Got you. That's helpful. I'm not trying to put you guys on the spot or anything, but how would you describe the number of parties relative to the 3 to 5 that you mentioned a month ago? Are we still talking roughly about the same number?

We're talking about the same number, yes.

With respect to the market, I think RB has done a pretty good job here of transferring patients over from the oral to the film. How much are guys keeping an eye on, on that process? It would seem like the conversion of patients and scripts from the oral tablet to the film would be something that you would want to almost model in the sense of, if there's people saying or if there's doctors or patients that are saying they're not interested in taking an oral pill. The film is certainly a viable option and you could use that as kind of a roadmap for how you would want to launch your product. Are you guys keeping an eye on that?

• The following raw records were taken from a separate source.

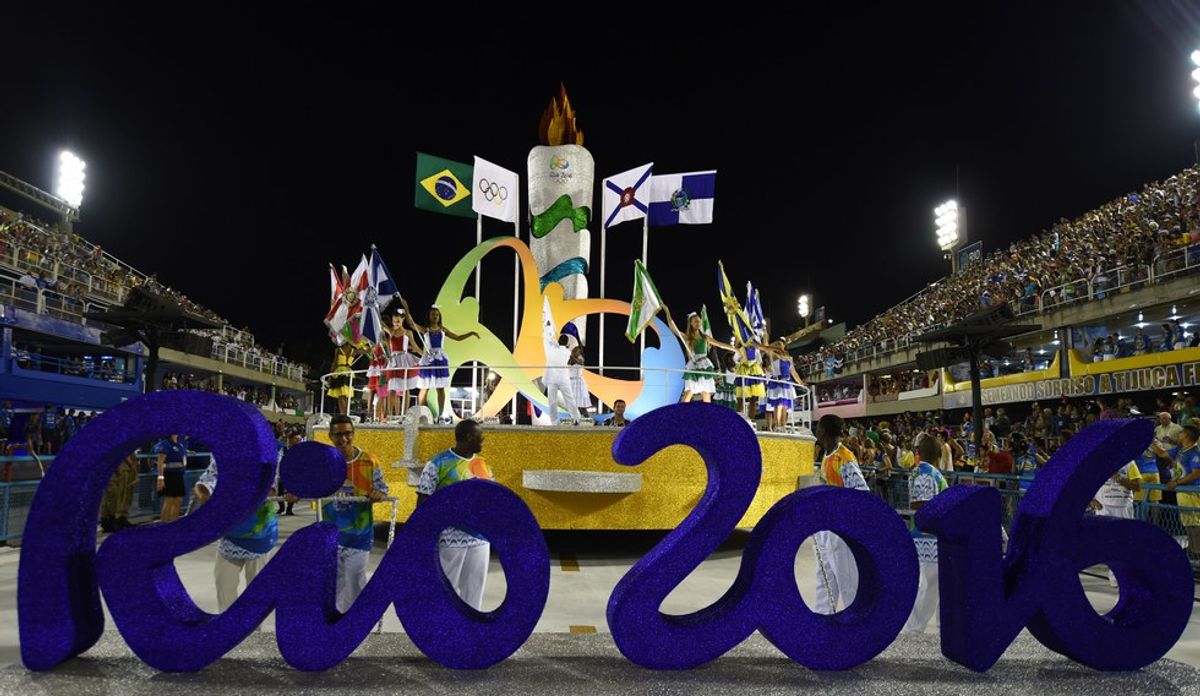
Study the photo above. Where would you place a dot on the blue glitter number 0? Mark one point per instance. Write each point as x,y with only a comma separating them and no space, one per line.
59,605
765,594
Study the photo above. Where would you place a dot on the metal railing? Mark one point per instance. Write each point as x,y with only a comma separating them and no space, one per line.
27,360
17,497
799,415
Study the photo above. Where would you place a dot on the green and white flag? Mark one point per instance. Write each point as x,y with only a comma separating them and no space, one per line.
443,186
645,305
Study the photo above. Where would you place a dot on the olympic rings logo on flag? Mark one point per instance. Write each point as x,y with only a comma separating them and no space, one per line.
493,192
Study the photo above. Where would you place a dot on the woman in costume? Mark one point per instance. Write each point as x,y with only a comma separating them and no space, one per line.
435,371
781,393
699,376
750,378
340,382
402,366
376,394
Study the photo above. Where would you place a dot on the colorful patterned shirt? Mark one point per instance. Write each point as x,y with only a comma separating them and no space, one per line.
255,537
355,523
840,468
448,468
928,483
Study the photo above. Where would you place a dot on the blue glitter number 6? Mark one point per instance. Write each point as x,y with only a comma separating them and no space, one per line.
765,594
58,595
988,597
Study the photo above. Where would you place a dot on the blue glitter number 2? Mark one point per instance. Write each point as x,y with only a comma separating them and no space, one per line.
763,595
58,595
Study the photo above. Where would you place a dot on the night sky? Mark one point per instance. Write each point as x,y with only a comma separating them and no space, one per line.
237,155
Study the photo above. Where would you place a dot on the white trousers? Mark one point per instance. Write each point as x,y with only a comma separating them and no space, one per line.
925,606
840,573
1121,513
466,568
568,393
228,571
352,576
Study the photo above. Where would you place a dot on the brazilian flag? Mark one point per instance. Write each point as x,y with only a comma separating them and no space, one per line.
443,186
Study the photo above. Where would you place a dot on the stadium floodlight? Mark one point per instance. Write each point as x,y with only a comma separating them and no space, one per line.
1195,76
71,177
947,219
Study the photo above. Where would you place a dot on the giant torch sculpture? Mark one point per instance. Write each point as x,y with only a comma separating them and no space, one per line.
561,174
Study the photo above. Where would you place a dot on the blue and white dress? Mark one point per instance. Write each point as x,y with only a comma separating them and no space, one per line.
781,391
435,365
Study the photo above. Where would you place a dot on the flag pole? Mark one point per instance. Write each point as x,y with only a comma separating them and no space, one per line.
479,270
646,245
604,257
516,283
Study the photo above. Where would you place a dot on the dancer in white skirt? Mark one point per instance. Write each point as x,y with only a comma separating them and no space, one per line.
699,376
435,366
402,365
784,378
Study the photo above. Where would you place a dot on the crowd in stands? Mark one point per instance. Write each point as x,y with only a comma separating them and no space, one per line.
253,394
63,263
107,367
1133,233
1036,427
887,385
40,432
1174,336
835,393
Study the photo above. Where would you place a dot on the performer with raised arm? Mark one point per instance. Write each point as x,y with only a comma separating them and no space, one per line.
435,372
781,391
699,378
402,365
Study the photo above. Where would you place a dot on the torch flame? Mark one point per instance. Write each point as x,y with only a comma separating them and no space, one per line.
557,126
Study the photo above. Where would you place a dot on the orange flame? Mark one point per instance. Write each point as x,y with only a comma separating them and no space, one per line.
557,126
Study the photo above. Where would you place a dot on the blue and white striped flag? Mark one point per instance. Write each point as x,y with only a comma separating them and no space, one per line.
683,198
623,196
754,309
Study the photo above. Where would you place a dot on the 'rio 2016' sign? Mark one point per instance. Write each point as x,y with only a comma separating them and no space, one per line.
987,597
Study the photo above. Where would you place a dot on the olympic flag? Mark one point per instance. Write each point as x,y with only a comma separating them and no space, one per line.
495,191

We've certainly looked at the information that has been provided whether it's via [indiscernible] or others, some of the analysts who have been following it. And from what I could tell you and at this stage, the conversion seems to have started to flatten out and it's about half the patients seemed to be on film, and maybe half on the tablet and maybe and it may get to be 60, 40 film and tablets so far. But seems to be in that proportion. The process that they used, which then I think was a very good conversion process, of course, providing a lot of incentives around the conversion to the film. So patients who switched to the film would be given additional incentives, which is very successful in rapidly converting the patients. But in our setting, when you look at the market research that we have done with the physicians and so on, and ask them who are the best patients that they see that they would look to put on long-term therapy such as Probuphine, there are very specific groups of patients and that go over the entire spectrum. Younger patients and new patients, some relapse patients, things like that. So we have the target patient populations as you start commercializing this product. And so the strategy will be more of making certain that the physicians are well-trained and can successfully convert patients over from the film or tablet formulation. But the patient has to be the ones that are, the appropriate ones, who fit the profile that have -- that doctors believe will be most successful and beneficial with that treatment. So [indiscernible].

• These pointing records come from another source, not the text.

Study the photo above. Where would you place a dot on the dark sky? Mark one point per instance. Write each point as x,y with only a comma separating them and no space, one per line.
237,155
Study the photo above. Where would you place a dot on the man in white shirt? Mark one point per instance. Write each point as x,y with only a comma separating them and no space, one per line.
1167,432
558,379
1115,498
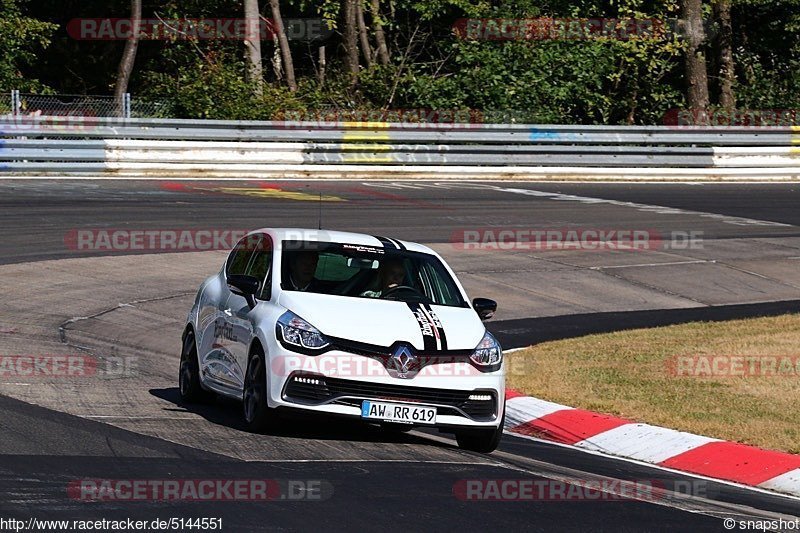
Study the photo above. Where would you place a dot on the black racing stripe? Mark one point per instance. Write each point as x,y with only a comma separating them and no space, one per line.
439,326
428,336
387,243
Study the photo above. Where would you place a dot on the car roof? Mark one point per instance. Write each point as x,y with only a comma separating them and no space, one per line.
345,237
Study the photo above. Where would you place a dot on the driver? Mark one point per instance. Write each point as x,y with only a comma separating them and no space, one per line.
390,275
303,266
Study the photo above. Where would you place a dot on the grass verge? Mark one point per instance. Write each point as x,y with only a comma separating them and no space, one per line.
736,380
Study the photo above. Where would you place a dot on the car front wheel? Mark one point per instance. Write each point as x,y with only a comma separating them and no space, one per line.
257,414
189,376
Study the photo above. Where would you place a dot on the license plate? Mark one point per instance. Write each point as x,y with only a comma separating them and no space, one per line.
398,412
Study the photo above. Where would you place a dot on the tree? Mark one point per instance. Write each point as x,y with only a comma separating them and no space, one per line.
283,43
128,57
727,74
351,41
20,38
252,45
380,36
366,49
696,74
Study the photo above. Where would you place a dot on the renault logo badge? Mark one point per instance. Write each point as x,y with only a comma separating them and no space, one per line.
403,361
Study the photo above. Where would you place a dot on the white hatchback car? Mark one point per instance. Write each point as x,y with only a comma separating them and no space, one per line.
345,324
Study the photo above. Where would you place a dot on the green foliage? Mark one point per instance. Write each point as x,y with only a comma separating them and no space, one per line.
20,38
432,67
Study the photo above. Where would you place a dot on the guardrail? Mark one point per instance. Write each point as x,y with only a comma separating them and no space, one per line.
145,147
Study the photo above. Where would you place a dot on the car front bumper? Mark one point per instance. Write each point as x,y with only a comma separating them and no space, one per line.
337,383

So safe to say that even within the patients that are on the oral tablet or patients that are on the film, there's still significant opportunity to go after these -- either/or patients with products?

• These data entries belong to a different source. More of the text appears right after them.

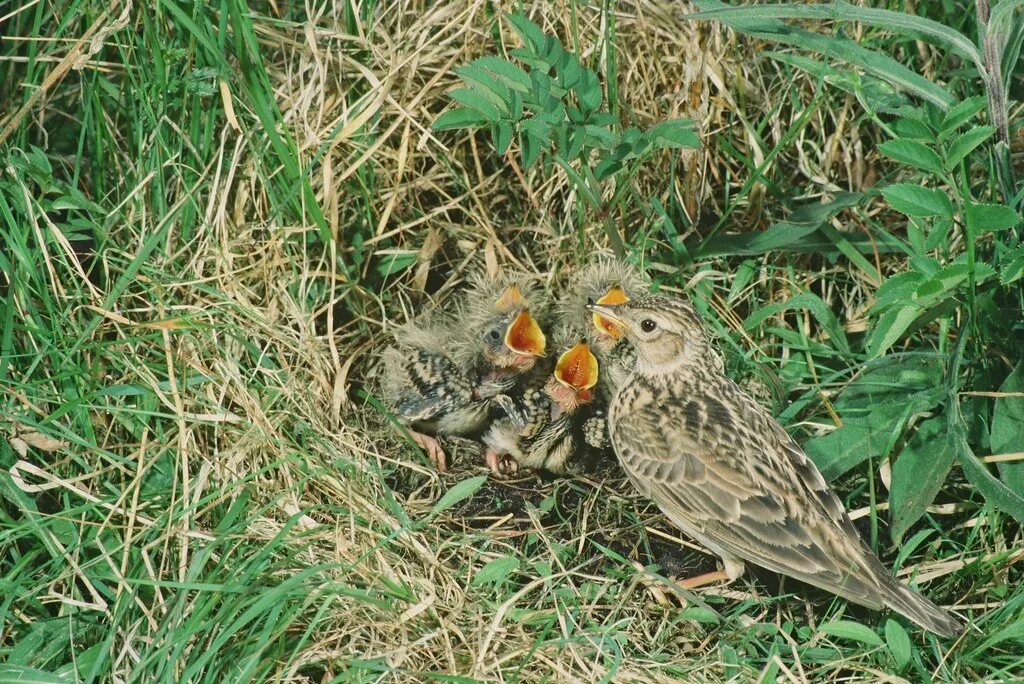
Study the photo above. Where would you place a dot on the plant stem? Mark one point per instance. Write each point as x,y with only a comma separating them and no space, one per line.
992,40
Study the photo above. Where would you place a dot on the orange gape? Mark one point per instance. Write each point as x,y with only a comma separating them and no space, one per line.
524,336
612,297
578,369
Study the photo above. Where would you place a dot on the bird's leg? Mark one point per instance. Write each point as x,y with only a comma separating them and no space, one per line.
731,569
502,465
432,447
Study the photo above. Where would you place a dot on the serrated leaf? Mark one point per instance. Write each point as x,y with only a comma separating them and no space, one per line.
990,217
486,85
588,91
460,117
501,135
1008,427
475,100
919,473
995,493
913,154
891,328
496,571
898,643
966,143
960,115
847,629
675,133
511,75
906,127
461,492
916,201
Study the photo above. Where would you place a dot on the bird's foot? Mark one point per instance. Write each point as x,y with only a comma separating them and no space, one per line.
502,466
432,447
731,570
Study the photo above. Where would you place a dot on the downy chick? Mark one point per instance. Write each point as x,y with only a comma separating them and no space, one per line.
555,424
604,282
432,389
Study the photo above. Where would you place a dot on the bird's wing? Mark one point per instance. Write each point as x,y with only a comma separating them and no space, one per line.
727,472
434,385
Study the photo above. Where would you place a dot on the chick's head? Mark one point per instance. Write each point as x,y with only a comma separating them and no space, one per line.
572,382
603,282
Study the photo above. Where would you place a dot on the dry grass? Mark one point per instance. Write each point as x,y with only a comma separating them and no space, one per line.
252,346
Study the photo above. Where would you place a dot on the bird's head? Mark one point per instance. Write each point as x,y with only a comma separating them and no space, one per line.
666,332
571,385
513,339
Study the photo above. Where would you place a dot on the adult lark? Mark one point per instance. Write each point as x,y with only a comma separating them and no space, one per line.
724,471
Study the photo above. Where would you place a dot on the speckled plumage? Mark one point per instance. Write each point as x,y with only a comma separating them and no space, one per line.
551,427
589,286
724,471
449,374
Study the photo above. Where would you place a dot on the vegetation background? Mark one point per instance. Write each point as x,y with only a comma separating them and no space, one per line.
212,214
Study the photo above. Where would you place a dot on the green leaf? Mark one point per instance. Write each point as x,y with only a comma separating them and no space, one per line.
459,493
475,100
898,643
960,115
22,675
501,134
995,493
805,301
847,629
1012,265
484,83
588,91
510,74
915,201
913,154
460,117
760,22
1008,427
907,127
675,133
897,289
990,217
963,145
890,329
919,473
496,571
394,263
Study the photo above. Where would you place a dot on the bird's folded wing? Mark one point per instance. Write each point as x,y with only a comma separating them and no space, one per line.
747,489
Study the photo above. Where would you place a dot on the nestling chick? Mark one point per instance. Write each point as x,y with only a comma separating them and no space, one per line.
723,470
434,391
554,423
603,282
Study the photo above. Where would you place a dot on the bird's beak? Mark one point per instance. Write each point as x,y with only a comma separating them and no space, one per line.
578,370
610,312
524,336
609,325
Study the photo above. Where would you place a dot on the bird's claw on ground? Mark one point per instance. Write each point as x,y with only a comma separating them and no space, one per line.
433,450
502,466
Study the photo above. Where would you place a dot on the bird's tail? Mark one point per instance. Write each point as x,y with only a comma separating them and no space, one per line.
918,608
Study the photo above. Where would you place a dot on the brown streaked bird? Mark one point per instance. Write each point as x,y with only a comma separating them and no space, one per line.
726,473
448,375
603,282
554,424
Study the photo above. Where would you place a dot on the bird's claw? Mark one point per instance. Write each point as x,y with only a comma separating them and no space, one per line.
433,450
502,466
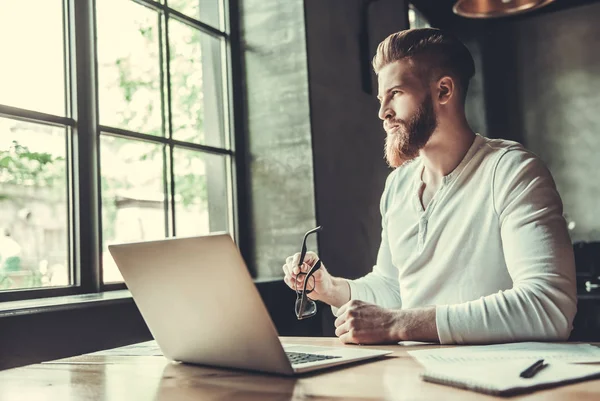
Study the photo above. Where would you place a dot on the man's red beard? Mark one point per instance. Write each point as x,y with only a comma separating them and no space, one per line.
405,143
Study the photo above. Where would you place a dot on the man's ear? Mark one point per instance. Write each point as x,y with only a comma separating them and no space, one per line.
445,89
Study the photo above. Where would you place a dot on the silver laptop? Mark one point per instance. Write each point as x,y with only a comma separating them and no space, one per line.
201,305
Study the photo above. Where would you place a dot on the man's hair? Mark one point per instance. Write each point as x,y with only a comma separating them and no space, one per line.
436,53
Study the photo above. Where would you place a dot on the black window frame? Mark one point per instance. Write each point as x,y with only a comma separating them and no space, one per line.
84,132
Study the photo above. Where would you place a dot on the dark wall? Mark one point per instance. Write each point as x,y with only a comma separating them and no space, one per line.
278,133
541,80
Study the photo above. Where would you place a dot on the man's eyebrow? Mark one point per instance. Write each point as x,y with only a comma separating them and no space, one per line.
391,89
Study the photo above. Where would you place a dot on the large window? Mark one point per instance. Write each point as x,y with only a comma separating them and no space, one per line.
114,127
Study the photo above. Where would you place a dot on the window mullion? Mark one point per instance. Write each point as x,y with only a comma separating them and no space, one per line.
87,238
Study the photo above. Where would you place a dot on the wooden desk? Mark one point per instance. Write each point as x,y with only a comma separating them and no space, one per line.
118,375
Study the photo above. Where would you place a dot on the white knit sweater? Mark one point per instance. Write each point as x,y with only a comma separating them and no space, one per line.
491,250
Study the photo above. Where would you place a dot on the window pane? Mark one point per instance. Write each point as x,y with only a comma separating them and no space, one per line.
32,71
133,202
33,200
206,11
196,86
129,66
201,201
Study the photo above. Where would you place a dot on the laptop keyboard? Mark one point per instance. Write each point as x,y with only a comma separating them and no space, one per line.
300,357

Absolutely. Either/or. And Kate?

Jason, that's a good point. And just judging by the response that I've had at some of the medical conferences that I've attended this year, there's a really high level of interest among clinicians that attend these conferences and the fact that they already have patients that they can imagine who would be appropriate for this treatment and they're just waiting for an approved product and waiting for the training that will allow them and enable them to treat patients. So it's not a difficult thing to -- once the clinicians understand the data and the process to get them interested and for them to immediately conjure up which of their patients will be appropriate.

And ladies and gentlemen, at this time we have no further questions in the queue. I would like to turn the conference back to Mr. Sunil Bhonsle for any additional or closing remarks.

Thank you, Keith. And thank you all, for participating in this call. We remain confident in our belief that Probuphine, once approved for marketing, could be a revolutionary new treatment for opioid dependence and we certainly appreciate your ongoing support. Bye.

Ladies and gentlemen, this does conclude today's conference. We appreciate your participation. You may disconnect at this time.